# I.T work in Gibraltar



## JaneStanley (Apr 11, 2012)

Hi,

Can anyone recommend any good recruitment agents for I.T. work in Gibraltar? Tried RecruitGibraltar, but they were just fishing for C.V's...

Thanks.

Jane


----------



## Muddy (Jan 14, 2010)

JaneStanley said:


> Hi,
> 
> Can anyone recommend any good recruitment agents for I.T. work in Gibraltar? Tried RecruitGibraltar, but they were just fishing for C.V's...
> 
> ...


Have no idea about working there ((yet)) but just found a couple on a google about...
Jobs in Gibraltar - reed.co.uk
Recruitment Agencies in Gibraltar

I've used Reed years and years ago but not sure how good they will be out there! + just a quick look on that page only 13 match IT when filtered but look worth looking into!
Good luck with your search.


----------



## Guest (May 17, 2012)

RecruitGib are very spammy and, IMHO, not the most professional of agencies .
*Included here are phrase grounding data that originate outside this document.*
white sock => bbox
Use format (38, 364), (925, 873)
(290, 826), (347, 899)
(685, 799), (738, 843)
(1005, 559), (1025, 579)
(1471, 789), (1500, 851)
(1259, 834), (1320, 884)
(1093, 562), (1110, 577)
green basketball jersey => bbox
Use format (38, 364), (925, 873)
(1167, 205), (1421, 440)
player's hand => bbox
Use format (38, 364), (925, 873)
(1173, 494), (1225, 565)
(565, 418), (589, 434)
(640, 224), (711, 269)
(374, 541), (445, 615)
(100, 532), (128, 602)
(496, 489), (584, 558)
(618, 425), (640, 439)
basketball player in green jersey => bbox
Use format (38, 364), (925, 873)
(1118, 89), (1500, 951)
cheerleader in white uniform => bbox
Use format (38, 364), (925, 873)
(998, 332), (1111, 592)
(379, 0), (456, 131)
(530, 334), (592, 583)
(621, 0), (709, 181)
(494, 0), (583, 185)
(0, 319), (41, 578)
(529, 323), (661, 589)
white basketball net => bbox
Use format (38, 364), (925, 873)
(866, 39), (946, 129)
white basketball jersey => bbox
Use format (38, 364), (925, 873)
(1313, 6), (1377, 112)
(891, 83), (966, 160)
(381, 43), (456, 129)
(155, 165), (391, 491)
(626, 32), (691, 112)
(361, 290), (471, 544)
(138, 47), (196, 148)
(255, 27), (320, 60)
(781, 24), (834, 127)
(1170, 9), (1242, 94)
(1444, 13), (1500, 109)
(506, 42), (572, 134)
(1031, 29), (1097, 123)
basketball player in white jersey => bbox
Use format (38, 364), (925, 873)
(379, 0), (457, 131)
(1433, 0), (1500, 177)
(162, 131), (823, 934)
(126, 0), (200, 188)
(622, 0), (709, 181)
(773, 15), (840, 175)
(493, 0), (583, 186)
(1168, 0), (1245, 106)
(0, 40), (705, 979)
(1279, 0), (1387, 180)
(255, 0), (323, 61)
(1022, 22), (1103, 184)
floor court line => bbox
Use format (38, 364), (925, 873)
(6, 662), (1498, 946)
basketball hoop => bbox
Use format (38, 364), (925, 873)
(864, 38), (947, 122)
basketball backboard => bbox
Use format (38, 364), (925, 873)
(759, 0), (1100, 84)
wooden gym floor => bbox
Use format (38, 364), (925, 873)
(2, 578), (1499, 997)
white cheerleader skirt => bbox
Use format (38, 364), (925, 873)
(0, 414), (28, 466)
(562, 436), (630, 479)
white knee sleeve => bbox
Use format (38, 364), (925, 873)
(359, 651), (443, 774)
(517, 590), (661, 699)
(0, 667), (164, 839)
Reed is good and has a selection of jobs in Gib and Spain.

Computer Weekly´s job board (powered by Totaljobs.co.uk) is also worth a deek.

Select Recruitment in Gib are quite good and surprisingly pleasant to deal with.

Other job boards that cover Gib and Spain

Indeed.es 
Tecnoempleo.com
Monster.com or  Monster.es (full of jobs, but a faff to use-grr)
Inforjobs.net
Talent Search- Spanish agency that are worth getting in touch with.
This link is for the EU job portal, again, a faff to use, but worth having a deek. I`ve had some stuff via this source. You`ll have to convert your CV to their format, but it`s quite straightforward. When you register as a jobseeker, you will be able to download the template, called Europass, to mangle your CV.

Hopefully that will give you an idea of what is going on over here. 

Good luck!


----------



## JaneStanley (Apr 11, 2012)

Thanks for this - very helpful!


----------